A questão da xenofobia no Brasil

Enviada em 22/09/2019

Brasil para todos

Durante o Período Colonial brasileiro, os portugueses se apropriaram não só das terras nativas, como também disseminaram o eurocentrismo na região recém-descoberta. Analogicamente, o sentimento de superioridade perante aos autóctones, logo abriria espaço para o xenofobismo em diversas regiões ocupadas pelos colonos. Desse modo, mesmo após séculos, a questão da xenofobia no Brasil ainda é persistente e infelizmente abrange outras vertentes que vão além dos indígenas, de modo a configurar uma problemática inerente as raízes brasileiras, que necessita de urgente atenção e solução.

Em síntese, a conscientização coletiva é a chave para uma boa convivência. Concomitantemente, Hellen Keller - escritora e ativista social - entendia que, o resultado mais sublime da educação é a tolerância, ao passo que, desconstrói barreiras e cria pontes entre abismos anteriormente estabelecidos pela própria sociedade. Dessa maneira, infere-se que o sentimento xenofóbico surge da intolerância, visto que, a não aceitação de pessoas pertencentes a outras nacionalidades e regiões do próprio país gera empecilhos sociais cada vez  mais crescentes, caso não sejam erradicadas ainda no princípio.

Ademais, a negligência é geradora de imbróglios. Eventualmente, é possível enfatizar que, mesmo após séculos tal problema continua a crescer. Por consequência, de 2014 à 2015 os casos de xenofobia no Brasil aumentaram cerca de 633%, de acordo com os dados fornecidos pela Secretaria Especial de Direitos Humanos, de modo a estabelecer um percentual extremamente alarmante para um país em desenvolvimento.

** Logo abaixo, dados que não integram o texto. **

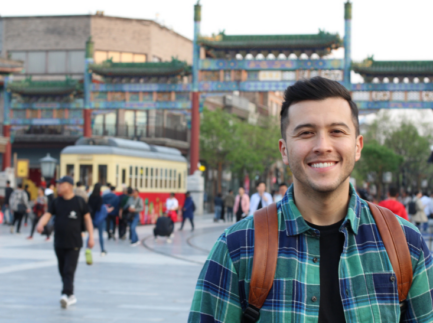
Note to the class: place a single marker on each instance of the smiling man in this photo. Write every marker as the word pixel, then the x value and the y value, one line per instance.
pixel 332 265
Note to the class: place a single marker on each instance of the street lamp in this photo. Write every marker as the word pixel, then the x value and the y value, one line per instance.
pixel 48 166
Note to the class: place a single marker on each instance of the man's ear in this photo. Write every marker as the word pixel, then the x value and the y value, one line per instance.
pixel 284 151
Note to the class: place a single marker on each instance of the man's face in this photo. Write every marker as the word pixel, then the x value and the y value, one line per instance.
pixel 321 146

Logo, é perceptível a permanência do impasse uma vez que, não há registros de nenhum xenofóbico punido por seus atos, reafirmando a ineficiência de políticas existentes contra tal delito na sociedade brasileira.

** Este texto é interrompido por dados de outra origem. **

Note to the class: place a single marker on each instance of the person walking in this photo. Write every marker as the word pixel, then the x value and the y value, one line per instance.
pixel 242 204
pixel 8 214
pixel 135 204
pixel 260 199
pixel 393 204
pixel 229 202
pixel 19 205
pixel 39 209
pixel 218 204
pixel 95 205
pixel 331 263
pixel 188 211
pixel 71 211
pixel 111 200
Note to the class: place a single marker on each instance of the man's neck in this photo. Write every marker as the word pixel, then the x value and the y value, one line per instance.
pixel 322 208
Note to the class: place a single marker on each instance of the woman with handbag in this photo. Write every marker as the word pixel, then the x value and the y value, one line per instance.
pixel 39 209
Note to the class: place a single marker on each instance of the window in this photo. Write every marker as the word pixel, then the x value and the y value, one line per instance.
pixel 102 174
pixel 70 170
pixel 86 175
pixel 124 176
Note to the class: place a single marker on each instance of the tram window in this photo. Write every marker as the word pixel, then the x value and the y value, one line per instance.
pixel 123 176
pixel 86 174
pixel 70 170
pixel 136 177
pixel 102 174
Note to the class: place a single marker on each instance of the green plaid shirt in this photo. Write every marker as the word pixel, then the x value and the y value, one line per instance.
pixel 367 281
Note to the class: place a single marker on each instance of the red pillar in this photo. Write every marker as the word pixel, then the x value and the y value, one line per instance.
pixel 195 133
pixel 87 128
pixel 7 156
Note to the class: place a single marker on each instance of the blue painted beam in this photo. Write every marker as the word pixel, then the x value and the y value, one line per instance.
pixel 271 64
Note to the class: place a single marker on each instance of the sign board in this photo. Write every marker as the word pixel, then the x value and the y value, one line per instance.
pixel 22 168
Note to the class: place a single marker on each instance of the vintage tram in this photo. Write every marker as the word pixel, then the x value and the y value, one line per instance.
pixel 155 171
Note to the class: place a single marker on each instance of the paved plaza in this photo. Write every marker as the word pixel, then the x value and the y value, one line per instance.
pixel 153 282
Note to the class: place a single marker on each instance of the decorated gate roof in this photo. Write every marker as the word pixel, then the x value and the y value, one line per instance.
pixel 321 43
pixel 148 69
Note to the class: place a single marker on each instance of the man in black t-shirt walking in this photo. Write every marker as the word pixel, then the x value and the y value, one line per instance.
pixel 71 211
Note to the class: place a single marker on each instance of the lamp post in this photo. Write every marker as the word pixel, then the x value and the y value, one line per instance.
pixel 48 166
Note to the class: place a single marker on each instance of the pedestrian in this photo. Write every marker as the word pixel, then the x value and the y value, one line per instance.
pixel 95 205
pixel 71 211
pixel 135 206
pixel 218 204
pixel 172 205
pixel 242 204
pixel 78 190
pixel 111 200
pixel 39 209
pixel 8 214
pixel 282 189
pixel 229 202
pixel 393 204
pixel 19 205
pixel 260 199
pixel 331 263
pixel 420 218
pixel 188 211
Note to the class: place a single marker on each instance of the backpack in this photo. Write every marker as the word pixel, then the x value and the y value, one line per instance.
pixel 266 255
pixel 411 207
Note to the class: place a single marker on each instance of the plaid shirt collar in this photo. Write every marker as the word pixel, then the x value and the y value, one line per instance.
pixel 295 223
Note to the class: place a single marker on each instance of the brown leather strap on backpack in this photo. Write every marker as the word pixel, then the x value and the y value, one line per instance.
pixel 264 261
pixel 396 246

A questão da xenofobia é, portanto, produto da manifestação preconceituosa por parte da população de um meio social, haja vista sua posição perante habitantes nativos de outras regiões diferentes da que se encontram, situação que deve ser encarada como inadmissível no Brasil. Destarte, o Governo deve priorizar as punições estabelecidas para crimes xenofóbicos, por meio de leis mais rígidas, elaboradas com o apoio do poder Legislativo, a fim de fortificar a proteção aos imigrantes para que agressões verbais e físicas sejam evitadas e logo, erradicadas por completo no território brasileiro. Além disso, a Secretaria Especial de Direitos Humanos deve elaborar palestras e incentivar ações afirmativas, que funcionem como vertente conscientizadora para a população, com o fito de promover um sentimento de fraternidade em relação aos novos habitantes advindos de outras regiões, sejam elas quais forem. Dessa forma, espera-se que a xenofobia faça parte apenas do passado colonial brasileiro.